Introduction to VisuaLIME
To install VisuaLIME, run:
pip install visualime
VisuaLIME provides two convenience functions (explain_classification and render_explanation) that package its building blocks into a reference explanation pipeline. While you’ll likely want to create your own version later on, they’re a great starting point.
If you’re new to LIME, you might want to check out our Grokking LIME talk/tutorial for a general introduction.
It covers the fundamentals of loading and processing images, classifying images using a pre-trained deep learning model, and walks through the essential steps that LIME uses to generate an explanation. The simplified version of LIME you’ll create as part of tutorial is directly derived from VisuaLIME.
Under the hood, VisuaLIME uses numpy. Hence, you need to provide the image whose classification you want to explain as a numpy array of shape (width, height, 3) representing an RGB image.
Since LIME is a model-agnostic explanation method, it does not make any assumptions about the classifier you’re using. It’s on you to provide a function that takes a numpy array of shape (num_of_samples, width, height, 3) representing a collection of num_of_samples RGB images and returns a numpy array of shape (num_of_samples, num_of_classes) where each entry corresponds to the classifiers output for the respective image:
import numpy as np
def predict_fn(images: np.ndarray) -> np.ndarray:
predictions = ... # call your classifier
To check that you’ve prepared everything correctly, try to generate a prediction for your image as follows:
image = ... # load your image as a three-dimensional numpy array
VisuaLIME conceptually structures the explanation process into two steps:
Computing an explanation, which consists of a segment_mask and corresponding segment_weights
Rendering a visualization of the explanation
This is what generating an explanation with VisuaLIME looks like in code:
from visualime.explain import explain_classification, render_explanation
segment_mask, segment_weights = explain_classification(image, predict_fn)
explanation = render_explanation(
For a full, interactive example with more detailed instructions, see the example notebook on GitHub.
We initially used the original LIME implementation in our XAI Demonstrator project. After a while, we faced the issue that this version gives you very little control over how the explanation is rendered. In fact, the way segments are colored is somewhat misleading, as the opacity is based not on the weight of a segment but the maximum value of any color channel of the original image within the segment.

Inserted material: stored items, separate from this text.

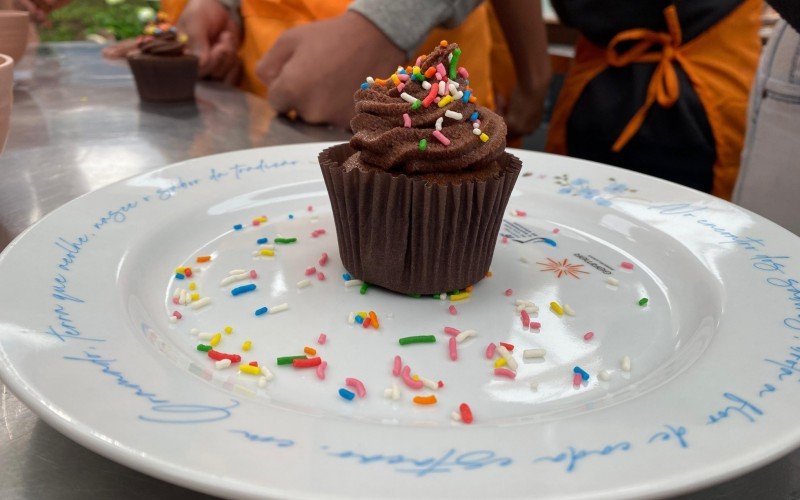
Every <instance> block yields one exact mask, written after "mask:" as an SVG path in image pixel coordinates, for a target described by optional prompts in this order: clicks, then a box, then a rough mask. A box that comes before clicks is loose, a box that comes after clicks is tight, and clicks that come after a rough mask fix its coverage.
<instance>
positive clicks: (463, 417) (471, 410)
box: [458, 403, 472, 424]
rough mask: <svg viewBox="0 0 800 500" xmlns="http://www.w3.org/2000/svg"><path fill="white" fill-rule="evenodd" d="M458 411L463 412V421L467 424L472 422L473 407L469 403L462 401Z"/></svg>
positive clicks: (461, 420) (463, 421) (461, 414)
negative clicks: (465, 402)
mask: <svg viewBox="0 0 800 500" xmlns="http://www.w3.org/2000/svg"><path fill="white" fill-rule="evenodd" d="M458 411H460V412H461V421H462V422H464V423H465V424H471V423H472V409H471V408H470V407H469V405H468V404H467V403H461V405H460V406H459V407H458Z"/></svg>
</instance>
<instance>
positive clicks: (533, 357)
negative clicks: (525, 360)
mask: <svg viewBox="0 0 800 500" xmlns="http://www.w3.org/2000/svg"><path fill="white" fill-rule="evenodd" d="M545 354H547V351H546V350H544V349H525V350H524V351H522V357H523V358H524V359H536V358H543V357H544V355H545Z"/></svg>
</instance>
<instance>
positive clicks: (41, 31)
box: [39, 0, 158, 42]
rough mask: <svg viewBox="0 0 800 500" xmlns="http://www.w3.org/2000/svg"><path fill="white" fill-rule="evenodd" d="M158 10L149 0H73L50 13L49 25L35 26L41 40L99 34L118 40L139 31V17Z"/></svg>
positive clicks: (82, 36)
mask: <svg viewBox="0 0 800 500" xmlns="http://www.w3.org/2000/svg"><path fill="white" fill-rule="evenodd" d="M157 10H158V2H157V1H152V0H74V1H73V2H72V3H70V4H69V5H66V6H65V7H62V8H60V9H58V10H56V11H54V12H53V13H52V14H50V20H51V22H52V24H51V25H50V26H41V27H39V36H40V37H41V39H42V41H44V42H62V41H69V40H86V37H87V36H93V35H99V36H101V37H103V38H105V39H116V40H121V39H123V38H131V37H134V36H136V35H139V34H141V30H142V25H143V20H144V19H146V18H147V17H148V16H152V15H153V14H155V12H156V11H157Z"/></svg>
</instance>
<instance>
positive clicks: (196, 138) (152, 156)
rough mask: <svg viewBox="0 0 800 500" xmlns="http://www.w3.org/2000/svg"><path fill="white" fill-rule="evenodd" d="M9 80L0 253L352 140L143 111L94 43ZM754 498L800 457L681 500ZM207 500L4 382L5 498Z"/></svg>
mask: <svg viewBox="0 0 800 500" xmlns="http://www.w3.org/2000/svg"><path fill="white" fill-rule="evenodd" d="M16 80H17V81H16V83H15V87H14V100H15V102H14V109H13V112H12V115H11V132H10V135H9V138H8V143H7V145H6V151H5V152H4V153H3V154H2V155H0V175H2V177H0V179H2V181H0V250H1V249H3V248H5V246H6V245H8V243H9V242H10V241H11V240H12V239H13V238H14V237H16V236H17V235H18V234H20V233H21V232H22V231H23V230H24V229H25V228H26V227H28V226H29V225H31V224H33V223H34V222H36V221H37V220H39V219H41V218H42V217H43V216H45V215H46V214H47V213H48V212H50V211H52V210H54V209H56V208H58V207H59V206H61V205H63V204H64V203H66V202H68V201H70V200H72V199H74V198H76V197H78V196H80V195H82V194H84V193H88V192H89V191H92V190H95V189H99V188H101V187H103V186H106V185H108V184H111V183H112V182H115V181H118V180H120V179H124V178H126V177H130V176H132V175H136V174H139V173H142V172H147V171H149V170H153V169H156V168H159V167H162V166H164V165H168V164H170V163H173V162H176V161H180V160H185V159H187V158H193V157H197V156H204V155H209V154H214V153H221V152H224V151H232V150H238V149H244V148H253V147H259V146H269V145H275V144H289V143H299V142H312V141H327V140H342V139H346V138H347V137H348V136H349V134H347V133H346V132H345V131H343V130H338V129H333V128H326V127H314V126H309V125H304V124H301V123H294V122H290V121H288V120H285V119H283V118H279V117H276V116H275V113H274V111H273V110H272V109H271V108H270V107H269V104H268V103H267V102H266V101H265V100H264V99H261V98H260V97H257V96H254V95H251V94H247V93H244V92H241V91H238V90H236V89H232V88H229V87H225V86H222V85H219V84H214V83H201V84H200V85H199V86H198V89H197V102H196V104H195V103H193V104H179V105H160V106H158V105H156V106H154V105H146V104H142V103H140V102H139V98H138V96H137V94H136V91H135V89H134V85H133V81H132V78H131V75H130V72H129V71H128V68H127V65H126V64H125V63H124V62H112V61H106V60H103V59H102V57H101V56H100V47H99V46H97V45H94V44H88V43H67V44H49V45H42V46H41V47H39V49H38V50H36V49H31V50H29V53H28V55H27V57H26V59H23V61H22V62H21V64H20V66H19V68H18V71H17V74H16ZM731 438H732V439H735V436H732V437H731ZM756 496H758V497H759V498H760V500H767V499H773V498H774V499H786V498H791V499H800V450H796V451H795V452H793V453H791V454H790V455H788V456H787V457H785V458H783V459H781V460H778V461H777V462H775V463H773V464H770V465H768V466H766V467H763V468H761V469H758V470H756V471H754V472H752V473H750V474H747V475H745V476H742V477H740V478H738V479H735V480H733V481H729V482H726V483H723V484H721V485H719V486H716V487H713V488H709V489H706V490H702V491H700V492H697V493H694V494H692V495H687V496H684V497H681V498H682V499H683V500H689V499H700V498H704V499H705V498H726V499H734V498H736V499H738V498H753V497H756ZM203 497H205V495H202V494H199V493H195V492H193V491H190V490H186V489H184V488H181V487H178V486H174V485H171V484H169V483H165V482H163V481H160V480H158V479H154V478H151V477H149V476H146V475H144V474H141V473H139V472H136V471H134V470H131V469H128V468H127V467H124V466H122V465H118V464H116V463H115V462H112V461H110V460H108V459H105V458H103V457H101V456H99V455H97V454H95V453H93V452H91V451H89V450H87V449H85V448H83V447H82V446H80V445H78V444H76V443H74V442H73V441H71V440H69V439H68V438H66V437H64V436H62V435H61V434H59V433H58V432H56V431H55V430H54V429H53V428H51V427H50V426H49V425H47V424H45V423H44V422H42V421H41V420H40V419H39V418H38V417H37V416H36V415H35V414H34V413H33V412H31V410H30V409H28V408H27V407H26V406H25V405H24V404H22V403H21V402H20V401H19V400H18V399H17V398H16V397H14V395H13V394H11V392H10V391H9V390H8V388H7V387H6V386H5V385H4V384H2V383H0V498H2V499H11V498H30V499H34V498H35V499H50V498H58V499H72V498H75V499H79V498H80V499H85V498H114V499H133V498H203Z"/></svg>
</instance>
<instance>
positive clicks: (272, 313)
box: [269, 303, 289, 314]
mask: <svg viewBox="0 0 800 500" xmlns="http://www.w3.org/2000/svg"><path fill="white" fill-rule="evenodd" d="M287 309H289V304H286V303H283V304H278V305H277V306H275V307H270V308H269V314H275V313H279V312H283V311H285V310H287Z"/></svg>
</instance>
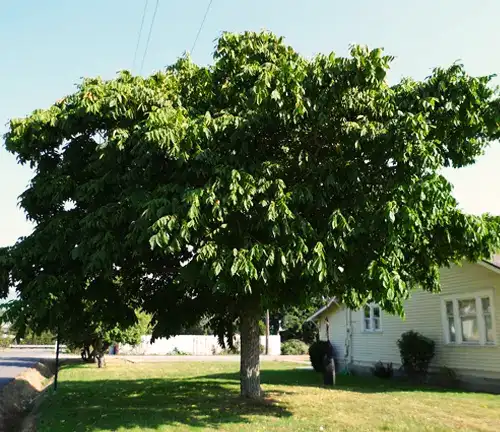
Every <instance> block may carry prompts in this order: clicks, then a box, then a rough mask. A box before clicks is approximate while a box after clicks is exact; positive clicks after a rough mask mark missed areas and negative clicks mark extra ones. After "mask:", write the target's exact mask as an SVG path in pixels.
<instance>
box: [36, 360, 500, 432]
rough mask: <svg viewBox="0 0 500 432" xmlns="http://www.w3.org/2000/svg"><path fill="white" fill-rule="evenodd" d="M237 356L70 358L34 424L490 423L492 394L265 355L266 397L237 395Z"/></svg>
mask: <svg viewBox="0 0 500 432" xmlns="http://www.w3.org/2000/svg"><path fill="white" fill-rule="evenodd" d="M237 368H238V364H236V363H157V364H120V363H112V364H109V365H108V366H107V367H106V368H105V369H96V368H95V367H94V366H83V365H82V366H72V367H66V368H63V370H62V371H61V373H60V386H59V389H58V391H57V393H56V394H54V393H52V392H49V394H48V396H47V398H46V399H45V400H44V402H43V403H42V405H41V407H40V413H39V418H38V431H39V432H63V431H64V432H80V431H89V432H90V431H92V432H97V431H114V432H125V431H127V432H132V431H133V432H138V431H146V432H153V431H155V432H158V431H162V432H163V431H211V430H219V431H252V432H258V431H307V432H310V431H321V430H323V431H377V430H384V431H446V430H464V431H473V430H477V431H498V430H500V396H493V395H488V394H479V393H465V392H463V393H461V392H451V391H450V392H448V391H439V390H430V389H428V390H423V389H419V390H417V389H415V388H411V387H409V386H403V385H396V384H394V383H392V382H387V381H381V380H377V379H375V378H371V377H368V378H364V377H339V379H338V381H339V382H338V385H337V387H336V388H335V389H327V388H323V387H322V386H321V376H320V375H318V374H316V373H314V372H312V371H310V370H304V369H295V368H296V366H295V365H293V364H285V363H276V362H273V363H267V364H266V363H264V365H263V371H262V383H263V389H264V390H265V392H266V397H265V398H264V399H263V400H262V401H260V402H248V401H245V400H242V399H241V398H239V397H238V391H239V381H238V372H237Z"/></svg>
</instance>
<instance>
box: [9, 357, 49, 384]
mask: <svg viewBox="0 0 500 432" xmlns="http://www.w3.org/2000/svg"><path fill="white" fill-rule="evenodd" d="M53 357H54V353H52V352H50V351H37V350H26V349H24V350H6V351H0V388H2V387H3V386H4V385H5V384H7V383H8V382H10V381H12V380H13V379H14V378H15V377H16V376H18V375H20V374H22V373H23V372H24V371H25V370H26V369H29V368H30V367H32V366H34V365H35V364H36V363H37V362H39V361H40V360H42V359H44V358H53Z"/></svg>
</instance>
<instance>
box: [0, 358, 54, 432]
mask: <svg viewBox="0 0 500 432" xmlns="http://www.w3.org/2000/svg"><path fill="white" fill-rule="evenodd" d="M53 374H54V363H53V362H51V361H46V362H45V361H44V362H43V363H41V362H39V363H37V364H36V365H35V366H33V367H32V368H30V369H28V370H27V371H25V372H24V373H22V374H21V375H19V376H18V377H16V378H15V379H14V380H13V381H11V382H10V383H8V384H7V385H5V386H4V387H3V388H2V389H1V390H0V431H5V432H10V431H12V432H15V431H16V432H17V431H20V430H22V426H21V424H22V421H23V418H24V417H25V416H26V414H27V413H28V411H29V410H30V408H31V406H32V404H33V402H34V401H35V399H36V398H37V397H38V396H39V395H40V394H41V392H42V391H43V390H44V389H45V388H46V387H47V385H49V384H50V382H51V378H52V376H53Z"/></svg>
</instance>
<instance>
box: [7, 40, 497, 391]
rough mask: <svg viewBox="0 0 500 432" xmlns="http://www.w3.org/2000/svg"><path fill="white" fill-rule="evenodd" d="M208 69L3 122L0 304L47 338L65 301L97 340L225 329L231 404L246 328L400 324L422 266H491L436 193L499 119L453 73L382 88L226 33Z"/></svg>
mask: <svg viewBox="0 0 500 432" xmlns="http://www.w3.org/2000/svg"><path fill="white" fill-rule="evenodd" d="M214 59H215V62H214V64H213V65H211V66H206V67H200V66H197V65H195V64H193V63H192V62H191V60H190V59H189V58H183V59H181V60H179V61H178V62H177V63H176V64H174V65H173V66H171V67H169V68H167V70H166V71H164V72H158V73H156V74H154V75H153V76H151V77H148V78H142V77H134V76H131V75H130V73H128V72H122V73H121V74H120V75H119V76H118V77H117V78H116V79H113V80H110V81H103V80H102V79H100V78H93V79H85V80H84V81H83V83H82V84H81V85H80V86H79V87H78V89H77V92H76V93H74V94H72V95H70V96H68V97H66V98H63V99H61V100H59V101H58V102H57V103H55V104H54V105H53V106H52V107H50V108H49V109H47V110H38V111H35V112H34V113H33V114H32V115H30V116H29V117H27V118H25V119H17V120H12V121H11V123H10V128H9V131H8V133H7V135H6V137H5V138H6V146H7V149H8V150H9V151H11V152H12V153H14V154H15V155H16V156H17V158H18V160H19V162H20V163H22V164H28V165H29V166H31V167H32V168H33V170H34V172H35V175H34V177H33V178H32V181H31V183H30V185H29V187H28V189H27V190H26V191H25V192H24V193H23V195H22V196H21V206H22V207H23V209H24V210H25V211H26V213H27V215H28V217H29V218H30V219H31V220H32V221H34V223H35V230H34V232H33V234H31V235H30V236H28V237H26V238H24V239H21V240H20V242H18V244H17V245H15V246H14V247H13V249H12V250H8V251H5V252H4V253H3V254H2V255H3V256H4V258H3V259H2V258H0V268H1V267H3V269H4V271H3V272H0V291H3V292H4V293H5V292H6V290H7V288H8V286H15V287H16V289H17V291H18V292H19V293H21V294H22V295H23V296H24V298H25V299H26V301H25V303H24V304H25V305H26V308H29V309H31V310H32V311H35V310H36V309H37V308H38V309H39V308H47V309H46V310H49V311H50V310H53V312H47V313H42V314H40V313H39V312H33V313H34V315H33V316H34V320H35V321H37V320H38V319H39V318H40V319H42V318H43V319H44V320H47V321H50V322H51V325H52V326H57V325H62V323H63V322H64V321H62V320H63V319H64V317H66V316H68V313H67V311H68V310H71V311H73V313H74V314H79V313H80V312H79V310H78V309H75V308H74V307H73V304H75V303H76V304H78V301H79V300H75V298H76V299H84V301H85V302H90V304H91V305H92V311H93V314H92V317H93V318H94V317H95V319H96V320H98V321H99V322H105V323H113V322H114V323H116V322H120V323H123V324H124V325H125V324H128V325H130V323H131V322H133V321H134V319H135V318H134V314H133V312H134V310H135V308H136V307H138V306H140V307H142V308H143V309H144V310H145V311H148V312H150V313H152V314H153V315H154V320H155V322H154V330H153V336H155V337H157V336H169V335H172V334H176V333H177V332H179V331H180V330H181V329H182V328H186V327H188V326H190V325H193V324H195V323H197V322H199V320H200V319H201V318H202V317H204V316H210V317H213V319H212V321H211V324H212V326H213V328H214V331H215V332H216V333H217V334H219V335H226V336H227V335H228V336H231V335H232V333H233V332H234V331H235V323H239V324H238V325H239V330H240V332H241V371H240V377H241V393H242V395H244V396H247V397H258V396H259V395H260V392H261V390H260V369H259V349H260V346H259V345H260V344H259V320H260V319H261V318H262V315H263V312H264V310H266V309H270V310H276V309H278V308H282V307H288V306H297V307H300V306H301V305H304V304H307V301H308V299H309V298H311V297H321V296H324V297H329V296H333V295H335V296H337V297H338V298H339V300H340V301H342V302H343V303H344V304H346V305H347V306H349V307H352V308H359V307H360V306H361V305H362V304H364V303H365V302H367V301H376V302H379V303H380V304H381V306H382V307H383V308H384V310H386V311H388V312H393V313H397V314H403V313H404V310H403V304H404V301H405V299H407V298H408V296H409V295H410V291H411V289H412V288H415V287H421V288H423V289H425V290H429V291H438V290H439V268H440V267H441V266H446V265H449V263H450V262H458V261H461V260H462V259H468V260H477V259H478V258H480V257H485V256H488V255H490V254H491V253H492V251H493V250H494V249H495V248H496V247H497V245H498V236H499V230H498V221H497V219H495V218H493V217H490V216H488V215H486V216H484V217H478V216H471V215H466V214H464V213H463V212H461V211H460V209H459V208H458V204H457V202H456V200H455V199H454V198H453V196H452V194H451V185H450V184H449V182H448V181H447V180H446V179H445V178H444V177H443V176H442V175H441V174H440V173H441V169H442V168H443V167H445V166H454V167H462V166H467V165H470V164H472V163H474V162H475V160H476V158H477V157H478V156H479V155H480V154H482V152H483V150H484V148H485V147H486V146H487V145H488V143H489V142H490V141H491V140H494V139H496V138H498V137H499V136H500V121H499V99H498V95H497V93H495V91H494V90H493V89H492V88H491V87H490V86H489V82H490V77H479V78H476V77H471V76H469V75H468V74H467V73H466V72H465V71H464V69H463V67H462V66H461V65H457V64H456V65H453V66H451V67H450V68H447V69H435V70H434V71H433V73H432V74H431V75H430V76H429V77H428V78H427V79H426V80H424V81H422V82H419V81H413V80H411V79H405V80H403V81H401V82H400V83H399V84H397V85H394V86H390V85H389V84H388V83H387V81H386V73H387V70H388V68H389V65H390V62H391V60H392V57H390V56H386V55H383V53H382V50H380V49H375V50H371V51H370V50H368V49H367V48H364V47H360V46H355V47H353V48H352V49H351V53H350V57H348V58H342V57H336V56H335V55H334V54H330V55H317V56H315V57H313V58H310V59H306V58H304V57H302V56H300V55H299V54H298V53H297V52H295V51H294V50H293V49H292V48H291V47H289V46H287V45H285V44H284V43H283V41H282V39H281V38H277V37H275V36H274V35H272V34H269V33H258V34H256V33H244V34H228V33H225V34H223V35H222V36H221V38H220V39H219V42H218V44H217V47H216V50H215V54H214ZM2 262H3V265H2ZM116 278H119V279H120V280H121V283H120V284H117V283H115V281H116ZM56 305H57V307H56ZM50 307H54V308H53V309H50Z"/></svg>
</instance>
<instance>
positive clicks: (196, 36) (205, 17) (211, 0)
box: [191, 0, 213, 54]
mask: <svg viewBox="0 0 500 432" xmlns="http://www.w3.org/2000/svg"><path fill="white" fill-rule="evenodd" d="M212 2H213V0H210V2H209V3H208V6H207V10H206V11H205V16H204V17H203V20H202V21H201V24H200V28H199V29H198V33H196V37H195V38H194V42H193V47H192V48H191V54H192V53H193V52H194V49H195V47H196V42H198V38H199V37H200V33H201V30H202V29H203V25H204V24H205V20H206V19H207V15H208V12H210V6H212Z"/></svg>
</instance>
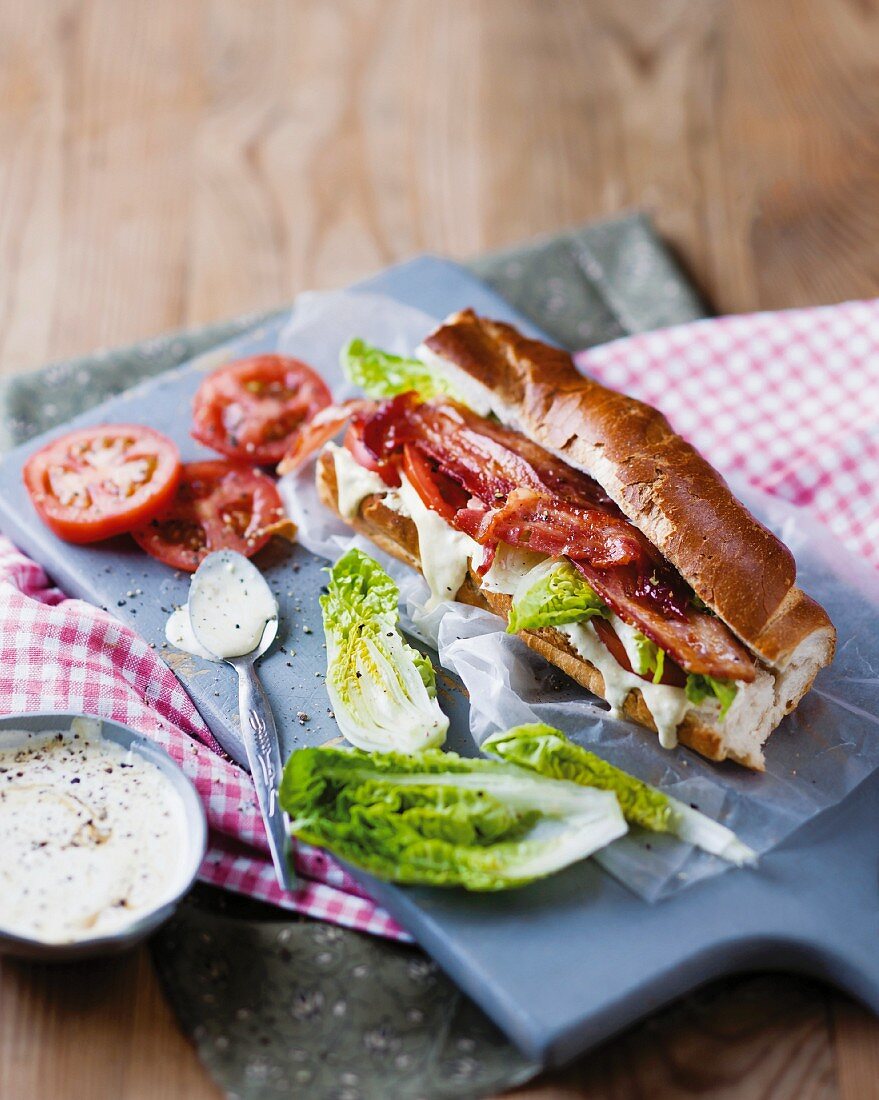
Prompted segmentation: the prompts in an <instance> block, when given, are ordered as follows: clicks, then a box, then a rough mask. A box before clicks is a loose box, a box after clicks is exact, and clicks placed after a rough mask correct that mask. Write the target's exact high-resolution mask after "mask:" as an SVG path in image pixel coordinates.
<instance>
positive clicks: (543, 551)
mask: <svg viewBox="0 0 879 1100" xmlns="http://www.w3.org/2000/svg"><path fill="white" fill-rule="evenodd" d="M462 513H463V515H462ZM459 516H460V517H461V519H460V522H459V518H458V517H459ZM477 516H479V514H477V513H476V511H475V509H473V508H466V509H461V511H459V513H458V514H457V515H455V526H460V527H461V528H464V529H466V528H468V527H469V528H470V530H469V531H468V533H470V535H471V536H472V537H473V538H474V539H475V540H476V541H477V542H482V543H483V544H485V543H490V544H496V543H497V542H506V543H508V544H509V546H515V547H523V548H524V549H526V550H538V551H540V552H541V553H547V554H550V557H552V558H560V557H562V554H568V555H570V557H584V558H586V559H587V560H589V561H590V562H591V563H592V564H593V565H596V566H601V568H606V566H608V565H626V564H630V563H633V562H641V563H645V561H646V562H648V563H649V558H646V555H645V551H644V547H642V544H641V542H640V540H639V539H638V538H636V537H635V536H634V533H633V530H634V529H633V527H631V525H630V524H628V522H626V520H624V519H619V518H617V517H615V516H608V515H607V513H604V511H601V510H600V509H598V508H589V507H578V506H576V505H572V504H568V503H567V502H565V500H559V499H557V498H554V497H550V496H545V495H543V494H541V493H536V492H535V491H534V489H529V488H517V489H514V491H513V492H512V493H510V494H509V496H508V497H507V498H506V500H505V502H504V504H503V505H502V506H501V507H499V508H494V509H492V510H490V511H484V513H482V514H481V516H479V518H476V517H477ZM474 520H475V527H474V526H473V525H474Z"/></svg>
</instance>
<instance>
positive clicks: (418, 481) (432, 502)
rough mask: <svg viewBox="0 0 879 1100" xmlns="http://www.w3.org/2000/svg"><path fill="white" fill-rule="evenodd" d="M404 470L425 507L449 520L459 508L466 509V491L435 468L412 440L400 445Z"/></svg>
mask: <svg viewBox="0 0 879 1100" xmlns="http://www.w3.org/2000/svg"><path fill="white" fill-rule="evenodd" d="M403 470H404V472H405V474H406V476H407V477H408V478H409V481H410V483H411V485H413V488H414V489H415V491H416V493H417V494H418V495H419V496H420V497H421V499H422V500H424V503H425V504H426V505H427V506H428V508H432V509H433V511H438V513H439V514H440V515H441V516H442V518H443V519H446V520H447V521H448V522H450V524H451V522H452V520H453V519H454V517H455V514H457V513H458V511H459V510H460V509H461V508H466V506H468V502H469V499H470V497H469V495H468V493H466V491H465V489H463V488H462V487H461V486H460V485H459V484H458V482H455V481H452V478H451V477H448V476H447V475H446V474H443V473H442V471H440V470H437V469H436V465H435V464H433V463H432V462H431V461H430V460H429V459H426V458H425V455H424V454H421V452H420V451H419V450H418V448H417V447H413V445H411V443H406V444H405V445H404V448H403Z"/></svg>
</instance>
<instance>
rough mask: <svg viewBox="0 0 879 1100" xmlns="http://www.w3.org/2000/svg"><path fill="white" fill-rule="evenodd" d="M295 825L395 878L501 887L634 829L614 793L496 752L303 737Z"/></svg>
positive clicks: (287, 797)
mask: <svg viewBox="0 0 879 1100" xmlns="http://www.w3.org/2000/svg"><path fill="white" fill-rule="evenodd" d="M281 804H282V806H283V807H284V810H285V811H286V812H287V813H288V814H289V816H290V832H292V833H293V834H294V835H295V836H298V837H300V838H301V839H303V840H306V842H308V843H309V844H316V845H319V846H320V847H323V848H327V849H329V850H330V851H332V853H333V854H334V855H337V856H339V857H341V858H342V859H345V860H348V861H350V862H352V864H354V865H356V866H358V867H361V868H363V869H364V870H366V871H369V872H370V873H372V875H375V876H377V877H378V878H382V879H387V880H389V881H393V882H405V883H420V884H427V886H443V887H454V886H460V887H464V888H466V889H468V890H503V889H506V888H507V887H516V886H521V884H524V883H526V882H530V881H532V880H534V879H538V878H542V877H543V876H547V875H551V873H552V872H553V871H558V870H560V869H561V868H562V867H567V866H568V865H569V864H572V862H574V861H576V860H580V859H584V858H586V857H587V856H590V855H592V853H594V851H596V850H597V849H598V848H603V847H604V846H605V845H607V844H609V843H611V842H612V840H615V839H617V837H619V836H622V835H623V834H624V833H625V832H626V823H625V820H624V817H623V814H622V812H620V810H619V804H618V802H617V800H616V796H615V795H614V794H613V793H611V792H607V791H594V790H586V789H584V788H582V787H578V785H576V784H574V783H565V782H559V781H557V780H549V779H543V778H542V777H541V775H535V774H532V773H530V772H528V771H526V770H524V769H521V768H515V767H512V766H509V764H506V763H499V762H497V761H496V760H483V759H475V760H470V759H464V758H463V757H459V756H458V755H457V753H454V752H442V751H440V750H439V749H426V750H425V751H424V752H419V753H418V755H417V756H405V755H403V753H399V752H371V753H369V752H361V751H358V750H345V749H336V748H328V747H325V748H305V749H299V750H298V751H296V752H294V753H293V756H290V758H289V760H288V761H287V766H286V768H285V769H284V778H283V781H282V784H281Z"/></svg>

The original implementation is a classic example of “research code”: Written while conceiving and exploring a new algorithm, with lots of hard-to-follow data manipulation and cluttered with abandoned experiments. While it serves its purpose as a research tool, the tight coupling between the different components and its poor test coverage make it hard to extend or adapt.
To our knowledge, there is only one other LIME implementation that is not directly based on the original implementation. The popular PyTorch interpretability library Captum contains a version which (in line with the general approach of the library) is relatively low-level. For example, users are expected to provide their own similarity functions and take care of input segmentation. Further, it depends on PyTorch as the computational backend.
Hence, we decided to write our own version, specifically tailored towards computer vision applications and the generation of explanations for end-users. Similar to the original implementation, we’ve opted for numpy and scikit-learn as the foundation. We have structured the library around the idea of an “explanation pipeline”, a chain of small, exchangeable building blocks that can be selected according to the particular use case.
VisuaLIME is currently structured into five modules:
High-level interface (visualime.explain): Pre-configured explanation pipelines. Ideal as a starting point for new users and reference for custom implementations.
Low-level building blocks (visualime.lime): Contains each step of LIME implemented as a separate, independent function. Custom explanation pipelines can be created by chaining these functions.
Feature selection (visualime.feature_selection): Functions to select which features (image segments) to consider for the explanation.
Generating visual explanations (visualime.visualize): Functions to render visual explanations that are comprehensible for humans.
BayLIME extension (visualime.baylime): Additional functions and classes to implement the BayLIME framework.